One of the concerns was around text documents containing sensitive data being able to be easily read since its one chunk and unencrypted. Reducing the size of file that can be SE allowed these files to be encrypted but also are chopped up meaning that decryption was pretty much impossible,

That was essential if we want people to be able to use Autonomi for all their files and increase adoption

3 Likes

hmhmmm - and if we’re hones with ourselves the issues is not the additional x3 cost for storing my private blog on autonomi … it’s the x1000 of cost that comes with the blockchain fees

…so I don’t think this being done or not changes something for the possible use cases … it’s more an optimization that would be cool indeed …

4 Likes

Sure Rob, I understand there’s an impact on security of encryption but if encrypting a single chunk at 1MB or 4MB size isn’t regarded as secure I think encryption in general is broken and I don’t buy that.

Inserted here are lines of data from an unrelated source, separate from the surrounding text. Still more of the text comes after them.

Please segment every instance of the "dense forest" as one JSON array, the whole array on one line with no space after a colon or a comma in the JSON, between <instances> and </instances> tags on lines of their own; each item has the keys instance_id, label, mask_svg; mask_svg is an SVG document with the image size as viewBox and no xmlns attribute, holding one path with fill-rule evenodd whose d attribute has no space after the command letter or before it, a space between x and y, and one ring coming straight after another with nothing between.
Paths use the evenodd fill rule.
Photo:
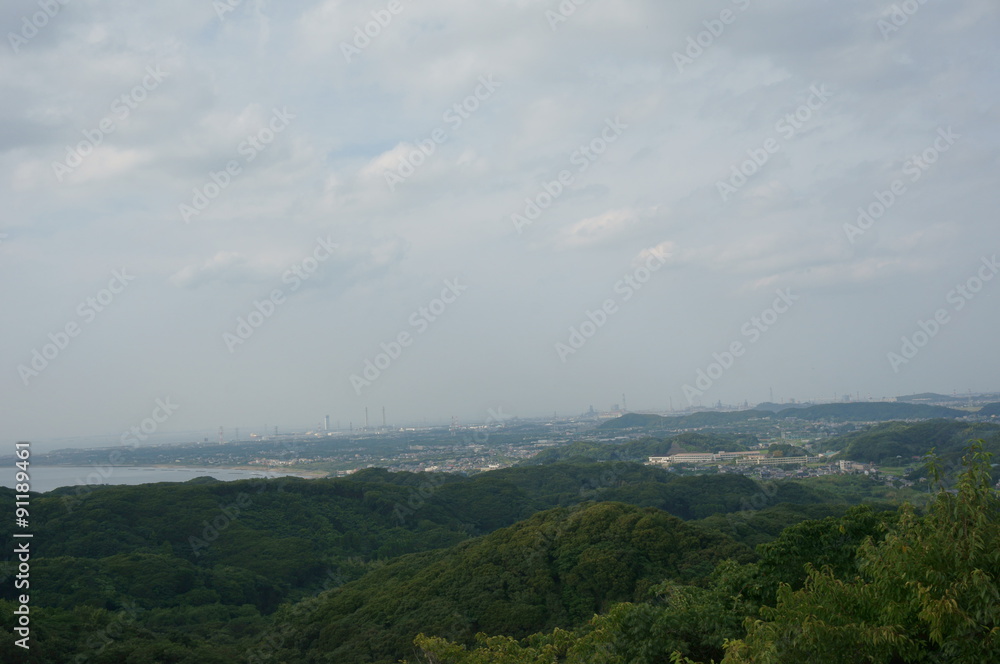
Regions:
<instances>
[{"instance_id":1,"label":"dense forest","mask_svg":"<svg viewBox=\"0 0 1000 664\"><path fill-rule=\"evenodd\" d=\"M949 466L957 467L968 441L973 439L983 440L987 451L1000 453L1000 426L954 420L877 424L864 431L833 438L824 446L842 451L853 461L873 463L891 463L897 456L909 461L933 449Z\"/></svg>"},{"instance_id":2,"label":"dense forest","mask_svg":"<svg viewBox=\"0 0 1000 664\"><path fill-rule=\"evenodd\" d=\"M576 630L416 643L438 664L995 662L1000 498L981 445L964 463L957 489L924 514L862 507L804 522L758 546L757 561L719 565L705 586L667 581Z\"/></svg>"},{"instance_id":3,"label":"dense forest","mask_svg":"<svg viewBox=\"0 0 1000 664\"><path fill-rule=\"evenodd\" d=\"M977 415L983 417L1000 417L1000 403L991 403L979 409Z\"/></svg>"},{"instance_id":4,"label":"dense forest","mask_svg":"<svg viewBox=\"0 0 1000 664\"><path fill-rule=\"evenodd\" d=\"M882 454L900 440L916 451L922 440L924 452L951 454L971 432L996 442L996 427L953 425L878 426L841 448ZM869 654L817 661L902 662L973 648L958 635L976 656L994 652L1000 542L985 448L967 453L957 485L945 459L930 468L951 488L934 502L858 476L761 483L620 458L750 442L574 444L471 477L369 469L35 495L32 648L16 648L8 630L0 656L791 662L816 659L810 648L826 639ZM591 460L605 448L631 451ZM0 495L13 502L13 491ZM958 535L967 544L948 549ZM0 541L9 555L10 524ZM14 573L8 557L5 629Z\"/></svg>"}]
</instances>

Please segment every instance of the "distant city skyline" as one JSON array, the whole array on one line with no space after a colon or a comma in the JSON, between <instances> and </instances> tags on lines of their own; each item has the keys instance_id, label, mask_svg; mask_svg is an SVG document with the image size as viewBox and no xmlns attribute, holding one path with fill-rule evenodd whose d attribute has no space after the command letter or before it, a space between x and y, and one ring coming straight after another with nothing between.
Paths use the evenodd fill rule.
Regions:
<instances>
[{"instance_id":1,"label":"distant city skyline","mask_svg":"<svg viewBox=\"0 0 1000 664\"><path fill-rule=\"evenodd\" d=\"M979 397L995 397L996 401L1000 402L1000 391L997 391L997 392L973 392L970 395L968 391L965 391L965 392L954 392L954 393L951 393L951 394L945 394L943 392L936 392L936 391L933 391L933 390L928 390L926 392L916 392L914 394L938 394L940 396L947 397L947 398L959 398L959 399L967 399L967 398L970 398L970 396L973 399L976 398L977 396L979 396ZM784 401L775 401L773 403L776 403L776 404L779 404L779 405L781 405L781 404L789 404L789 405L791 405L791 404L800 404L801 405L801 404L809 404L809 403L815 403L815 404L821 404L821 403L841 403L841 402L845 402L845 401L857 402L859 400L856 398L856 396L857 396L856 394L855 395L852 395L852 394L843 394L843 395L839 395L838 398L831 398L831 399L799 399L797 397L789 397L788 399L786 399ZM910 395L910 394L900 394L900 395L895 395L895 396L892 396L892 397L880 397L880 398L874 398L874 397L868 398L868 397L864 397L864 398L860 399L860 401L874 401L874 402L878 402L878 401L891 400L891 399L896 399L898 397L905 397L905 396L913 396L913 395ZM988 401L988 399L987 399L987 401ZM755 407L755 406L757 406L759 404L764 404L764 403L768 403L768 400L762 400L762 401L756 401L756 402L748 402L747 407L750 408L750 409L752 409L753 407ZM544 410L536 410L533 413L529 413L529 414L512 414L512 413L508 413L508 412L503 411L502 408L501 408L499 414L502 415L502 416L508 417L510 420L520 419L520 420L528 420L528 421L548 421L548 420L552 420L552 419L558 419L558 420L586 419L586 416L589 414L589 409L590 409L591 405L594 406L594 416L599 416L599 415L608 416L608 415L613 415L615 413L621 413L621 412L650 413L650 414L668 415L669 416L671 414L680 415L680 414L684 414L684 413L710 411L710 410L714 410L715 409L714 405L706 405L706 406L694 406L694 407L688 407L688 408L685 408L685 409L675 409L675 410L669 410L669 407L668 407L668 408L663 408L663 409L656 409L656 408L628 409L626 411L626 410L620 408L620 406L621 406L620 403L616 403L616 404L609 404L608 408L603 408L603 409L597 407L597 404L588 404L586 407L582 408L578 412L570 412L570 411L566 411L566 412L548 411L548 412L546 412ZM613 408L613 406L619 406L619 409L615 410ZM742 402L740 402L740 403L729 403L729 404L723 403L722 407L724 409L741 410L742 409ZM390 409L387 408L386 412L388 413L388 412L391 412L391 411L390 411ZM498 414L497 411L494 410L492 414L486 413L479 420L475 420L475 419L463 419L463 418L454 417L454 416L452 416L452 417L439 416L439 417L418 417L416 419L409 419L409 420L398 421L398 422L393 422L391 420L388 420L387 424L388 424L388 429L389 430L397 430L397 429L400 429L400 428L414 428L414 427L416 427L416 428L422 428L422 427L445 428L445 427L449 427L450 425L452 425L457 420L458 424L460 426L462 426L462 427L475 427L475 426L482 426L483 424L486 424L486 423L489 423L489 424L502 423L502 422L500 422L498 419L496 419L494 417L497 414ZM555 418L553 416L555 416ZM251 437L273 438L274 434L275 434L275 428L277 428L277 432L279 434L279 437L284 437L284 436L289 436L289 435L305 435L305 434L310 434L310 433L311 434L322 434L322 433L336 433L336 434L341 434L341 433L349 433L351 431L353 431L353 432L355 432L357 434L362 434L362 433L365 433L365 432L369 432L369 433L377 432L379 430L382 430L382 428L383 428L382 424L381 424L381 419L380 419L377 424L375 424L375 425L370 424L369 427L368 427L368 429L366 430L365 427L364 427L364 411L363 410L360 413L360 421L358 421L358 420L352 420L352 419L346 418L346 417L338 419L336 416L333 416L333 415L329 416L329 418L330 418L330 428L329 428L329 430L327 430L326 427L325 427L325 425L326 425L326 422L325 422L326 417L327 416L323 416L323 417L319 418L317 420L317 422L315 422L313 424L308 424L308 423L305 423L305 422L299 422L299 423L285 423L285 424L278 424L278 425L271 425L271 424L264 425L264 424L261 424L261 425L258 425L258 426L253 426L252 424L247 424L246 422L244 422L244 423L242 423L242 424L240 424L238 426L237 425L229 425L229 426L225 426L224 425L221 428L222 428L222 430L224 432L224 439L225 439L226 442L231 442L231 441L235 440L235 436L236 436L236 432L237 431L242 432L240 434L241 440L248 441L248 440L251 439ZM164 430L164 431L160 431L160 432L153 432L153 433L149 434L148 436L145 436L144 439L142 441L140 441L140 444L147 444L147 445L169 445L169 444L183 444L183 443L198 443L198 442L204 442L204 441L207 441L209 443L213 443L213 442L218 442L219 429L220 429L219 426L214 426L214 427L209 426L209 427L205 427L205 428L196 428L196 429L189 429L189 430L177 430L177 431L173 431L173 430L169 430L168 429L168 430ZM114 446L115 444L117 444L117 443L120 442L119 439L123 435L127 435L127 434L128 434L127 431L121 431L121 432L105 432L105 433L88 433L88 434L79 434L79 435L72 435L72 436L38 437L36 439L31 440L31 442L40 444L40 445L38 445L36 447L36 449L39 452L45 453L45 452L51 452L51 451L54 451L54 450L57 450L57 449L62 449L63 447L65 447L65 448L79 447L79 448L83 449L83 448L90 448L90 447ZM130 441L131 442L135 442L131 438L130 438ZM62 443L62 446L60 446L60 443Z\"/></svg>"}]
</instances>

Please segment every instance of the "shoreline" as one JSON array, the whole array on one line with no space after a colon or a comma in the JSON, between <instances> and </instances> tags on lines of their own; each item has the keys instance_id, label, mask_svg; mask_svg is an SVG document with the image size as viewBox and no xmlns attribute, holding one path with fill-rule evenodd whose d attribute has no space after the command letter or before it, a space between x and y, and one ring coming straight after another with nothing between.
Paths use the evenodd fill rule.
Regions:
<instances>
[{"instance_id":1,"label":"shoreline","mask_svg":"<svg viewBox=\"0 0 1000 664\"><path fill-rule=\"evenodd\" d=\"M35 466L37 466L39 468L93 468L93 467L95 467L95 464L90 464L89 466L84 466L84 465L81 465L81 464L74 464L74 463L46 463L46 464L38 463L38 464L33 464L33 465L35 465ZM295 477L301 477L303 479L308 479L308 480L323 479L323 478L329 476L329 473L326 472L326 471L324 471L324 470L306 470L306 469L296 470L294 468L275 470L273 468L267 468L267 467L264 467L264 466L178 466L178 465L171 465L171 464L141 464L141 465L134 465L134 464L119 464L119 465L106 464L106 465L97 465L97 467L103 467L103 468L130 468L130 469L133 469L133 470L142 470L143 468L156 469L156 470L199 470L199 471L200 470L204 470L204 471L213 471L213 470L240 470L240 471L245 471L245 472L257 472L257 473L261 473L261 474L293 475Z\"/></svg>"},{"instance_id":2,"label":"shoreline","mask_svg":"<svg viewBox=\"0 0 1000 664\"><path fill-rule=\"evenodd\" d=\"M296 477L302 477L305 479L323 479L329 473L324 470L297 470L295 468L275 470L274 468L268 468L266 466L173 466L173 465L154 465L147 464L143 466L115 466L116 468L176 468L177 470L245 470L257 473L275 473L279 475L295 475Z\"/></svg>"}]
</instances>

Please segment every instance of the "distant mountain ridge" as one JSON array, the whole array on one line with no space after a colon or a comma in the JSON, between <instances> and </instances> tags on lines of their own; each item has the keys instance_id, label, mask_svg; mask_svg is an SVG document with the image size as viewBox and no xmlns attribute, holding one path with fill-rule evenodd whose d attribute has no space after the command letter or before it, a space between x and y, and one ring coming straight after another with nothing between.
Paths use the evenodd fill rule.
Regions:
<instances>
[{"instance_id":1,"label":"distant mountain ridge","mask_svg":"<svg viewBox=\"0 0 1000 664\"><path fill-rule=\"evenodd\" d=\"M604 422L598 429L634 429L651 427L670 427L676 429L714 426L746 422L750 419L773 417L774 413L766 410L740 410L728 413L704 411L691 415L663 417L662 415L646 415L642 413L626 413L621 417Z\"/></svg>"},{"instance_id":2,"label":"distant mountain ridge","mask_svg":"<svg viewBox=\"0 0 1000 664\"><path fill-rule=\"evenodd\" d=\"M976 415L983 417L1000 417L1000 403L991 403L983 406Z\"/></svg>"},{"instance_id":3,"label":"distant mountain ridge","mask_svg":"<svg viewBox=\"0 0 1000 664\"><path fill-rule=\"evenodd\" d=\"M904 397L896 397L896 401L905 403L965 403L968 397L950 397L947 394L937 394L936 392L921 392L920 394L908 394Z\"/></svg>"},{"instance_id":4,"label":"distant mountain ridge","mask_svg":"<svg viewBox=\"0 0 1000 664\"><path fill-rule=\"evenodd\" d=\"M752 419L776 418L818 421L834 420L840 422L887 422L891 420L932 420L954 419L965 417L969 413L947 408L945 406L928 406L911 403L829 403L815 406L792 406L780 412L768 410L740 410L732 412L704 411L691 415L663 417L662 415L647 415L627 413L601 424L599 429L632 429L632 428L674 428L685 429L720 424L745 422Z\"/></svg>"},{"instance_id":5,"label":"distant mountain ridge","mask_svg":"<svg viewBox=\"0 0 1000 664\"><path fill-rule=\"evenodd\" d=\"M788 409L778 417L795 417L800 420L840 420L842 422L885 422L889 420L934 420L965 417L964 410L946 406L928 406L910 403L828 403L809 406L801 410Z\"/></svg>"},{"instance_id":6,"label":"distant mountain ridge","mask_svg":"<svg viewBox=\"0 0 1000 664\"><path fill-rule=\"evenodd\" d=\"M769 410L772 413L780 413L783 410L788 410L790 408L808 408L814 404L811 403L773 403L770 401L765 401L759 403L753 407L754 410Z\"/></svg>"}]
</instances>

So without a proper justification I don’t buy the idea that we make the network about 3x more expensive and 3x less efficient because encryption of a 1MB piece of data can be broken somehow, one day etc.

That needs justification IMO and that’s why I asked for documentation on the reason for the current design. If that’s not there this remains an opportunity, but one whose window is closing rapidly.

5 Likes

actually I think it’s 4x expensive/less efficient xD … (at least for public data)

  • 1x Datamap + 3x encrypted chunks vs.
  • 1 blob (possibly encrypted)
3 Likes